Zack Snyder spins crap into crap.
Context is everything when it comes to judging media. You have to base your reviews off of what a movie is trying to be rather than what you wanted it to be.
For instance if Grown Ups 3 involved Rob Schneider’s character getting aids and slowly dying over the course of an hour and a half, while it might be a satisfying ending it’s probably not what the Happy Madison audience is looking for. On the contrary if you went in to see a biography on Abraham Lincoln and suddenly Lincoln jumps on the table and starts twerking, it might harm the film’s historical authenticity.
Zack Snyder’s Army of the Dead is the kind of film you expect to be utter trash but enjoyable trash, and to an extent it is. Within the first ten minutes of the film you’ve got a blowjob, zombie titties, explosions, and a slow motion montage of Las Vegas getting taken over by zombies to the tune of New York New York. Thankfully I was watching this at home, where nobody but my neighbors could hear my cries of despair.
If you want something clever, go watch another film. The same goes if you’re looking for a coherent plot or character development. Army of the Dead is for bros who high five each other when they see a dude getting a blowjob while driving down the desert road, because blowjobs are cool bro.
Dave Bautista takes on the role of Scott Ward, ex-military man who gets hired by Bly Tanaka (Hiroyuki Sanada) to infiltrate a zombie quarantined Las Vegas to rob a casino vault before the government nukes it. His daughter Kate (Ella Purnell) goes with him and a group of completely forgettable hires who are all destined to get killed one by one over the course of the film. Army of the Dead is a great reminder that while he works in supporting roles, Dave Bautista can’t carry a film.
Army of the Dead wastes much of the potential of its crew.
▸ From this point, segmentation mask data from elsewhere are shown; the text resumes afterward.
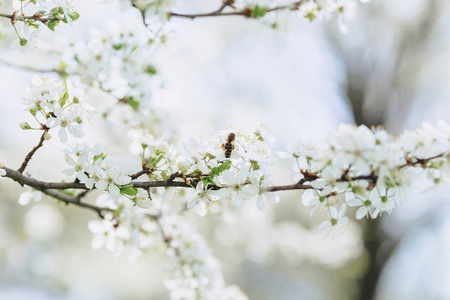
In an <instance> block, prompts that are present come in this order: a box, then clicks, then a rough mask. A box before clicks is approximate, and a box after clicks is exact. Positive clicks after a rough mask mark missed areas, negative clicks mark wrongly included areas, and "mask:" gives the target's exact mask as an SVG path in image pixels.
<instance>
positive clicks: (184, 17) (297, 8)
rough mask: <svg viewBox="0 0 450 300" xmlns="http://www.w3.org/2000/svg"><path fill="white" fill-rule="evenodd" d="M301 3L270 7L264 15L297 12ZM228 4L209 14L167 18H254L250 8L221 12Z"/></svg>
mask: <svg viewBox="0 0 450 300" xmlns="http://www.w3.org/2000/svg"><path fill="white" fill-rule="evenodd" d="M303 2H305V1H304V0H301V1H296V2H293V3H291V4H289V5H281V6H276V7H272V8H269V9H267V11H266V13H270V12H274V11H279V10H284V9H291V10H297V9H298V8H299V7H300V6H301V5H302V3H303ZM230 4H231V3H229V4H226V3H223V4H222V5H221V7H220V8H219V9H217V10H215V11H212V12H209V13H199V14H181V13H176V12H170V13H169V17H178V18H188V19H195V18H204V17H226V16H244V17H247V18H251V17H254V16H253V10H252V8H250V7H245V8H244V9H242V10H235V11H231V12H224V11H223V10H224V9H225V8H226V7H227V6H231V5H230Z"/></svg>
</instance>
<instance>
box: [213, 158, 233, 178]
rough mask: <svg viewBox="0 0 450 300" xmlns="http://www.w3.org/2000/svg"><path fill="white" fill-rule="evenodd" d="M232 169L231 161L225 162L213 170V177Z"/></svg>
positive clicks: (213, 169) (215, 167)
mask: <svg viewBox="0 0 450 300" xmlns="http://www.w3.org/2000/svg"><path fill="white" fill-rule="evenodd" d="M229 168H231V162H230V161H229V160H226V161H224V162H223V163H222V164H221V165H220V166H218V167H215V168H212V169H211V175H213V176H218V175H220V174H221V173H222V172H223V171H225V170H228V169H229Z"/></svg>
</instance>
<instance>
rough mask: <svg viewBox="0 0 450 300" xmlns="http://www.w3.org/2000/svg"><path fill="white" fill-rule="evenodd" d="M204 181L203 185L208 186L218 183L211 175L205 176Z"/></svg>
mask: <svg viewBox="0 0 450 300" xmlns="http://www.w3.org/2000/svg"><path fill="white" fill-rule="evenodd" d="M202 181H203V185H205V186H207V185H208V184H209V185H216V183H215V182H214V180H212V179H211V177H209V176H207V177H203V178H202Z"/></svg>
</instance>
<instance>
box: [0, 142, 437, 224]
mask: <svg viewBox="0 0 450 300" xmlns="http://www.w3.org/2000/svg"><path fill="white" fill-rule="evenodd" d="M34 152H35V151H34ZM443 156H444V154H439V155H435V156H433V157H430V158H427V159H416V161H409V162H407V163H406V164H404V165H401V166H400V167H399V168H403V167H406V166H411V167H414V166H417V165H423V164H424V163H427V162H430V161H431V160H433V159H436V158H441V157H443ZM28 161H29V160H28ZM2 168H3V169H4V170H5V171H6V175H5V176H4V177H7V178H10V179H12V180H14V181H16V182H18V183H19V184H21V185H22V186H23V185H27V186H30V187H32V188H34V189H36V190H39V191H41V192H43V193H45V194H47V195H49V196H52V197H54V198H57V199H59V200H61V201H63V202H65V203H66V204H74V205H77V206H80V207H85V208H89V209H91V210H94V211H96V212H97V213H99V214H100V215H101V211H111V210H110V209H106V208H101V207H98V206H95V205H92V204H89V203H85V202H82V201H81V199H82V198H83V197H84V196H85V195H86V194H87V193H88V192H89V191H90V190H89V189H87V188H86V186H85V185H84V184H82V183H79V182H47V181H41V180H37V179H34V178H32V177H29V176H26V175H24V174H22V172H21V171H20V169H19V170H17V171H16V170H12V169H10V168H7V167H5V166H4V167H2ZM140 173H142V174H145V172H142V171H141V172H138V173H136V174H134V176H133V177H135V178H137V177H139V176H137V175H138V174H140ZM172 175H173V176H170V178H169V179H168V180H160V181H134V182H132V184H133V187H135V188H141V189H144V190H146V191H149V189H150V188H154V187H180V188H193V185H192V184H191V183H190V182H188V181H176V180H175V179H176V178H182V179H183V176H182V175H181V173H174V174H172ZM186 176H187V177H191V178H192V177H194V176H192V175H190V174H188V175H186ZM197 176H201V175H197ZM206 176H207V175H206ZM313 177H314V176H313V175H308V174H307V175H306V176H305V178H304V179H302V180H300V181H299V182H297V183H295V184H290V185H278V186H271V187H268V188H267V191H269V192H277V191H288V190H307V189H314V188H313V187H312V186H311V185H309V184H305V182H308V181H312V180H313ZM184 179H186V178H184ZM316 179H317V177H316ZM377 179H378V177H377V176H376V175H375V174H369V175H361V176H354V177H350V176H348V175H346V176H342V177H341V178H340V179H338V180H337V181H338V182H350V181H355V180H368V181H370V182H372V183H375V182H376V181H377ZM196 180H198V179H196ZM224 187H226V186H222V187H221V186H214V187H213V188H214V189H221V188H224ZM66 189H75V190H83V191H82V192H80V193H79V194H78V195H75V196H71V195H68V194H66V193H64V192H62V191H61V190H66ZM153 217H154V216H153Z"/></svg>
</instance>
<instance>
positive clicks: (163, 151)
mask: <svg viewBox="0 0 450 300" xmlns="http://www.w3.org/2000/svg"><path fill="white" fill-rule="evenodd" d="M155 149H156V150H158V151H160V152H166V151H167V150H168V149H169V144H168V143H167V142H166V141H162V142H161V143H159V144H158V145H156V146H155Z"/></svg>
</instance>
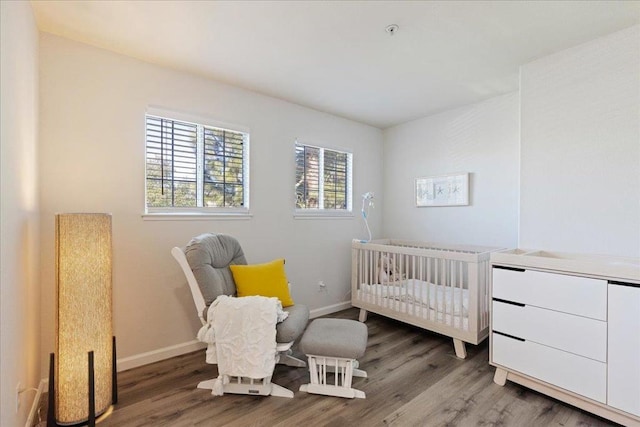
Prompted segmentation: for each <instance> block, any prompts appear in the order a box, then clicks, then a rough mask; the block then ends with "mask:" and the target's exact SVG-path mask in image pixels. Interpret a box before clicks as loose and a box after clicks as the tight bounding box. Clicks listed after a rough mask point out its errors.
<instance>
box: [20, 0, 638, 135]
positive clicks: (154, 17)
mask: <svg viewBox="0 0 640 427" xmlns="http://www.w3.org/2000/svg"><path fill="white" fill-rule="evenodd" d="M32 4H33V9H34V11H35V16H36V20H37V23H38V27H39V28H40V30H42V31H45V32H49V33H53V34H56V35H59V36H63V37H67V38H70V39H73V40H77V41H80V42H83V43H87V44H90V45H93V46H97V47H100V48H104V49H108V50H111V51H114V52H118V53H121V54H124V55H129V56H132V57H135V58H139V59H142V60H145V61H148V62H152V63H156V64H160V65H163V66H167V67H171V68H174V69H178V70H183V71H187V72H190V73H195V74H197V75H200V76H204V77H207V78H211V79H215V80H217V81H221V82H224V83H228V84H232V85H235V86H239V87H243V88H246V89H249V90H252V91H255V92H259V93H262V94H265V95H269V96H272V97H276V98H280V99H284V100H287V101H291V102H294V103H296V104H300V105H304V106H307V107H310V108H314V109H316V110H320V111H324V112H328V113H331V114H335V115H338V116H342V117H345V118H348V119H352V120H356V121H358V122H362V123H366V124H369V125H372V126H375V127H378V128H381V129H384V128H387V127H389V126H393V125H396V124H400V123H404V122H407V121H410V120H413V119H416V118H420V117H424V116H427V115H430V114H434V113H437V112H439V111H443V110H447V109H450V108H454V107H457V106H461V105H466V104H471V103H474V102H478V101H481V100H483V99H487V98H490V97H493V96H496V95H499V94H502V93H507V92H511V91H514V90H517V88H518V67H519V66H520V65H522V64H525V63H528V62H530V61H532V60H535V59H536V58H539V57H542V56H546V55H549V54H551V53H553V52H557V51H559V50H562V49H566V48H568V47H571V46H576V45H578V44H581V43H584V42H586V41H588V40H591V39H594V38H597V37H600V36H603V35H605V34H609V33H612V32H615V31H617V30H620V29H623V28H627V27H630V26H632V25H635V24H638V23H640V1H424V2H421V1H248V2H244V1H184V0H183V1H151V0H148V1H50V0H48V1H32ZM390 24H397V25H398V26H399V30H398V31H397V32H396V33H395V34H393V35H390V34H388V33H387V32H386V31H385V28H386V27H387V26H388V25H390Z"/></svg>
It has some more notable names including Garret Dillahunt that nobody will remember as Cromartie in The Sarah Connor Chronicles, Tig Notaro who is not allowed to be funny, Raul Castillo, Huma Qureshi if you’re a Bollywood fan, and more. The cast makes me think of what you’d see on a Borderlands movie, a mishmash of character roles that serve the interact in the form of short quips on how the situation sucks. Tig Notaro is especially out of place because she was green screened into the film in post-production.
Visually this movie is quite impressive, until at least you get to Zack Snyder trying to be intelligent and deep. Snyder seems to think that religious symbolism boils down to making a shot look vaguely Jesusy so I’ll just drop this screencap with no further explanation.
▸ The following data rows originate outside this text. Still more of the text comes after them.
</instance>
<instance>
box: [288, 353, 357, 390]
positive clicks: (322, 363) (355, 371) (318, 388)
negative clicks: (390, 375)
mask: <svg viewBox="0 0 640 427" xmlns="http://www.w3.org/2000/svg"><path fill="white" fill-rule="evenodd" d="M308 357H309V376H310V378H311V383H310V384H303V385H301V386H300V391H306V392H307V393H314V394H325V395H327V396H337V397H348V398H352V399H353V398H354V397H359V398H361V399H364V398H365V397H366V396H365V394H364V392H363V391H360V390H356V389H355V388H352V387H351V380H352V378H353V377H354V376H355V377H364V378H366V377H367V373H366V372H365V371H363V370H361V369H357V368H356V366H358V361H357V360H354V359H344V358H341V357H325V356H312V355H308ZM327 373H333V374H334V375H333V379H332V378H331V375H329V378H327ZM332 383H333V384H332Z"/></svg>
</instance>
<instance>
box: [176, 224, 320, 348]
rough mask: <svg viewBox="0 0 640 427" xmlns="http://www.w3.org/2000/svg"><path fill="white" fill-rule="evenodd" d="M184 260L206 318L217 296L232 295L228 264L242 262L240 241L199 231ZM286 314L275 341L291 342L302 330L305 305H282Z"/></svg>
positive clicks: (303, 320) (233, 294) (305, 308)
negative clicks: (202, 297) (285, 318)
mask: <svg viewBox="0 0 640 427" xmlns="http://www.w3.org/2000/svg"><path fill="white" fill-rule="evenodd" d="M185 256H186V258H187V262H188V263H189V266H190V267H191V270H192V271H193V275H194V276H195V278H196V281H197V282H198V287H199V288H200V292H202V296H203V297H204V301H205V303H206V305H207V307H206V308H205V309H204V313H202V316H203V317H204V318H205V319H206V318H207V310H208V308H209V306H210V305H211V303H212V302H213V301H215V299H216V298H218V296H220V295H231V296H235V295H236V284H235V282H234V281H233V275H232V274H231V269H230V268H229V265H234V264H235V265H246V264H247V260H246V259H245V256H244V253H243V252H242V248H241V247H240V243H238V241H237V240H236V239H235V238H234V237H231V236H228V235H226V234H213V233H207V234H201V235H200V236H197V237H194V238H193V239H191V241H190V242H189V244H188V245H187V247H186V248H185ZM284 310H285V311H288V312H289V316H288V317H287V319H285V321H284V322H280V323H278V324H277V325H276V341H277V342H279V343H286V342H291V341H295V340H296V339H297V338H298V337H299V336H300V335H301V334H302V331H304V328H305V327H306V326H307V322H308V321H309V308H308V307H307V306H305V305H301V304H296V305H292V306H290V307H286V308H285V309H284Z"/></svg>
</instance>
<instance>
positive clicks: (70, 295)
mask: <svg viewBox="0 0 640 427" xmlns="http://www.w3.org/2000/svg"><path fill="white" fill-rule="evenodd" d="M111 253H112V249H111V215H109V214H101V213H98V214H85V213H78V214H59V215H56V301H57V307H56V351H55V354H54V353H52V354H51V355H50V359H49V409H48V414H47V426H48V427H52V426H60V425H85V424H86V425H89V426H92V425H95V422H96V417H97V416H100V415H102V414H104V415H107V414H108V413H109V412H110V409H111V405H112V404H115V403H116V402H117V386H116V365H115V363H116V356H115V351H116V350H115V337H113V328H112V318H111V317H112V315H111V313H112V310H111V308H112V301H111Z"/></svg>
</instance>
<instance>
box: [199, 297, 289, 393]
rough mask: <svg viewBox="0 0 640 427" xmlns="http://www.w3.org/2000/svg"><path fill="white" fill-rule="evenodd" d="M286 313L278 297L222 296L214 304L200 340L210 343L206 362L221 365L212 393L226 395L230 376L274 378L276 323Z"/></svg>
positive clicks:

Still there’s nothing wrong with seeing someone get torn to shreds by a Vegas zombie tiger. Looking at Army of the Dead through the lens of the fast food theater that it’s supposed to be, there’s a lot of shootin, splodin, and brains and gore to satisfy even the hungriest of audience members. If you’re looking for George Romero’s subtly and clever discussion of societal issues, you’ve picked the wrong director. That guy died four years ago.
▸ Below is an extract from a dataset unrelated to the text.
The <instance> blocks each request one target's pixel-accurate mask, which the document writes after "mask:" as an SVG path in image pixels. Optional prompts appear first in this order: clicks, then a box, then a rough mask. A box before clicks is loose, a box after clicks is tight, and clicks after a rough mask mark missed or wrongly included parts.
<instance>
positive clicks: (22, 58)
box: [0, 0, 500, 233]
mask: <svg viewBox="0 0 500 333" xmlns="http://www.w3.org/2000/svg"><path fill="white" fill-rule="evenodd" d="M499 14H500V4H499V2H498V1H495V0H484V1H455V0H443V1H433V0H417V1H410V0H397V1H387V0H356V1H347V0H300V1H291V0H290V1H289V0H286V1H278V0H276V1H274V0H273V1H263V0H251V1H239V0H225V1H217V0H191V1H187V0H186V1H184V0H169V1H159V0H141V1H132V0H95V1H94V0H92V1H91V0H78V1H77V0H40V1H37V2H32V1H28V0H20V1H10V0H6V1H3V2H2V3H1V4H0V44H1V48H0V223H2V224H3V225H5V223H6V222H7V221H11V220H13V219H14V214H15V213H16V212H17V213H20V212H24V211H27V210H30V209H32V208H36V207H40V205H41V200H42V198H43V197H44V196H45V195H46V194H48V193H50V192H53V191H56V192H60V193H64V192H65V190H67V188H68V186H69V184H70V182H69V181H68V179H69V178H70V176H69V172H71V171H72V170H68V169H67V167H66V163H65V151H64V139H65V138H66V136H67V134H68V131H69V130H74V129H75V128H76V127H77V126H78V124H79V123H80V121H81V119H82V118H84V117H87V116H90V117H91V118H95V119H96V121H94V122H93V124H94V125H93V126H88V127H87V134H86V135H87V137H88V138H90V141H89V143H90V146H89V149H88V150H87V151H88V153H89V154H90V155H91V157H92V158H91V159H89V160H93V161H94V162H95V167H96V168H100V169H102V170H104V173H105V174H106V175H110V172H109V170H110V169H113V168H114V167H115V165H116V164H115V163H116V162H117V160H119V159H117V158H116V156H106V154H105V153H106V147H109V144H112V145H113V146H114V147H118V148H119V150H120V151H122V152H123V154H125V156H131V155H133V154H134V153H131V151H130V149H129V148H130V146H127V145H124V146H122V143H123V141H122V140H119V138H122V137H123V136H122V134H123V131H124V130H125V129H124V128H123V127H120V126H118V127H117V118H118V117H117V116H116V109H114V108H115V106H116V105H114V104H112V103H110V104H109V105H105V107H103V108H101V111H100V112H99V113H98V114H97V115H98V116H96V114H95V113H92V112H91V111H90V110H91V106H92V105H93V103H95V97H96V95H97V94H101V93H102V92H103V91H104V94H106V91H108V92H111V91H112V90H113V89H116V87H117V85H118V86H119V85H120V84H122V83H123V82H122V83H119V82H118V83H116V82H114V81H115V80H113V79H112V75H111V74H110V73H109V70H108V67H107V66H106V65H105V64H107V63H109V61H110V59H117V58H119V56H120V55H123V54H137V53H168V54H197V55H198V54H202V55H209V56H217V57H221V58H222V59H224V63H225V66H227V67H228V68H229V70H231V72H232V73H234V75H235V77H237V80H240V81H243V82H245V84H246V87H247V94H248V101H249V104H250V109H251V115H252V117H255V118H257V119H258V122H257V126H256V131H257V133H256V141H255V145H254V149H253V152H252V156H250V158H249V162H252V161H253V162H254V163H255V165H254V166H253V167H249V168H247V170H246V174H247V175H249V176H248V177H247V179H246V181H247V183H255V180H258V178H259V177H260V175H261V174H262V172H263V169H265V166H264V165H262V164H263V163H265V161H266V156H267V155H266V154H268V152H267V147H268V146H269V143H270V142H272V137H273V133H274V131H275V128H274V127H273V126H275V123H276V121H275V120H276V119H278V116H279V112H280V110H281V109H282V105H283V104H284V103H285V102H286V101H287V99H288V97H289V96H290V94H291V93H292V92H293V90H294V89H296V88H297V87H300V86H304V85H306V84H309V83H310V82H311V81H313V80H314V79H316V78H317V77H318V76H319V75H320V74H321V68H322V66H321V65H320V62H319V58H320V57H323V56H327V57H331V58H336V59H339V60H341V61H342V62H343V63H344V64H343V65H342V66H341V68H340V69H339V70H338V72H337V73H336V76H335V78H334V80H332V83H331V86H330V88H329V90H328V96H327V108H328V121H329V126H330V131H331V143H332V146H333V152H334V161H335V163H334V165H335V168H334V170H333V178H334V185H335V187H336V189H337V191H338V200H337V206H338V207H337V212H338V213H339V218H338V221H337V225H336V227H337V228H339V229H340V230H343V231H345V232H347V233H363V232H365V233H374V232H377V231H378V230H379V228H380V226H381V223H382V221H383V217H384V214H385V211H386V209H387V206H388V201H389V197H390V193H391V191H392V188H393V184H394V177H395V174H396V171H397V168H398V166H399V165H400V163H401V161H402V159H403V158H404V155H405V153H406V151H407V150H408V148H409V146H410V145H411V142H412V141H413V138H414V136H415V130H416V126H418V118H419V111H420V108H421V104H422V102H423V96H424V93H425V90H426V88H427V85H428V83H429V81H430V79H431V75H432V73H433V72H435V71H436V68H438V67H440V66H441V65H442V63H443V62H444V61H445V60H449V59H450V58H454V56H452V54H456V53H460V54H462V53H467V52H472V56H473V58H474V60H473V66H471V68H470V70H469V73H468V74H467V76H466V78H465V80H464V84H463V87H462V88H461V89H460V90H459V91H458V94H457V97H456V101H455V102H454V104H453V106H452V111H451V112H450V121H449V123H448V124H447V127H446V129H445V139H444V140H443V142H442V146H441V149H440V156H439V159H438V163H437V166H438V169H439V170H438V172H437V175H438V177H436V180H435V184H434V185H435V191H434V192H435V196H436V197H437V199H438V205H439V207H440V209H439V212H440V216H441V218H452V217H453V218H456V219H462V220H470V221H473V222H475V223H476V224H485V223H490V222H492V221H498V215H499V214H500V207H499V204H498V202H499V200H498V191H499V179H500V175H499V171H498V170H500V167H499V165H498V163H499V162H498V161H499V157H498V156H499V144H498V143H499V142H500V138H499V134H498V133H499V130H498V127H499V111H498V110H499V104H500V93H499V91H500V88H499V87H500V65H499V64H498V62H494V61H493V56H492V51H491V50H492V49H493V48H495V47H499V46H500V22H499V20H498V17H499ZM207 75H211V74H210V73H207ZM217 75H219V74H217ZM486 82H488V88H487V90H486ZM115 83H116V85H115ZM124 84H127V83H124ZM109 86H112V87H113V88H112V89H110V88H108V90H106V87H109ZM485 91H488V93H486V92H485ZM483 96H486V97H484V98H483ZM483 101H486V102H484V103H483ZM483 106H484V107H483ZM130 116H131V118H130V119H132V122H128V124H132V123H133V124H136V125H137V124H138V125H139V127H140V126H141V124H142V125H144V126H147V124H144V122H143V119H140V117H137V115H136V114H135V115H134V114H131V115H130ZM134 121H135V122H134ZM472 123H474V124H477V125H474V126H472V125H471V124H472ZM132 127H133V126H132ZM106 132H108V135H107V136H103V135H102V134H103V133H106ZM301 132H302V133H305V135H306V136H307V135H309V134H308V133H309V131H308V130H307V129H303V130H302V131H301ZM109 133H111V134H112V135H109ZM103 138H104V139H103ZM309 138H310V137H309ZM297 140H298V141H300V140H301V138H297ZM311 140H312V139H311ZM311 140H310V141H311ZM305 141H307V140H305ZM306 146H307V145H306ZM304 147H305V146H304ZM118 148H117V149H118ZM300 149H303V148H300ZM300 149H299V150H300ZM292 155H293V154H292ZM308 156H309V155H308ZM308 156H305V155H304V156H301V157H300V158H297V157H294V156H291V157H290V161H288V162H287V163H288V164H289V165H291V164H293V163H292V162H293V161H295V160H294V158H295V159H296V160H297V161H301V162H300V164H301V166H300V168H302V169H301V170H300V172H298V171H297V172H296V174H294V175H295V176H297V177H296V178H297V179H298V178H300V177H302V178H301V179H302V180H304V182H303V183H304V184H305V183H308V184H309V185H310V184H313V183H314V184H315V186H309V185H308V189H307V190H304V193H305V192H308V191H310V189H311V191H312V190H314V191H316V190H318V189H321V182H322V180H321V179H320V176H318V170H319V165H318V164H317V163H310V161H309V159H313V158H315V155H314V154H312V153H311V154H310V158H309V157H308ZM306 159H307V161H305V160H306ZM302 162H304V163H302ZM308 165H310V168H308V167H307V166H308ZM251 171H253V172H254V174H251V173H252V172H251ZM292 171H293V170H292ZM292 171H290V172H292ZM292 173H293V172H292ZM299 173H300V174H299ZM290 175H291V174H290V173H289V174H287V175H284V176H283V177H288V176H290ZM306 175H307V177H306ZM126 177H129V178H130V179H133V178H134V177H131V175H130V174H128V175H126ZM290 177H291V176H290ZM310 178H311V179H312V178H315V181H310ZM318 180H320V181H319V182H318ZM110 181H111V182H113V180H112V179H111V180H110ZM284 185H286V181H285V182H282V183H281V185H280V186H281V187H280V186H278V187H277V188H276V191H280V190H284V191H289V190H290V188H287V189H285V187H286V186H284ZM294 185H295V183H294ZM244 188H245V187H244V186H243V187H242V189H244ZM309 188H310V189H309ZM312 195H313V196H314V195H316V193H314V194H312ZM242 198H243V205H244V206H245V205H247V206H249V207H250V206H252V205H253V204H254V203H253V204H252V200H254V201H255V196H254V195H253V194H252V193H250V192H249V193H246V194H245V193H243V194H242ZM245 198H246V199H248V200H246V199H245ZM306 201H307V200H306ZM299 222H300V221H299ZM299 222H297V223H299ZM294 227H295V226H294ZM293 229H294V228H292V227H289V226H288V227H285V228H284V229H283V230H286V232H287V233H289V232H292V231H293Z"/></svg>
Army of the Dead also has the biggest cockblock I’ve seen in recent films. In the beginning scene where the characters get into the Vegas quarantine zone they pass by big piles of hundreds of dried out corpses and one character makes a comment that they come back to life when it rains. You expect it to foreshadow some big scene toward the end, but it doesn’t. It never rains. Son of a bitch. Why do I get the feeling they want people to stick around for the prequel?
Zack Snyder could have chopped off an hour of this film and made it a standard theatrical 90 minutes. The whole movie ultimately feels like a massive waste of time, where basically nothing gets accomplished. The alpha zombies are the only creative part of this film, but are essentially vampires that are far more intelligent than normal zombies.
Spoiler: The big plot twist in Army of the Dead ruins the momentum and doesn’t make any sense even in the context of the film. The big twist is that the guy who hired the team doesn’t actually want the money, but instead wants the head of an alpha zombie and sends one of his own goons with the team to secretly get it. Why lie? Why not hire them to get the head? There is no purpose behind this subplot and it’s so disconnected from the rest of the film that it feels like a late reshoot.
Army of the Dead asks the audience to accept some great leaps in logic to keep the plot moving forward and is ultimately far more boring than a movie where a zombie tiger rips a man’s head off has any right to be. Snyder never seems sure if he wants the movie to be schlock or a serious drama but with zombies, and the film kind of fails on both fronts as a result.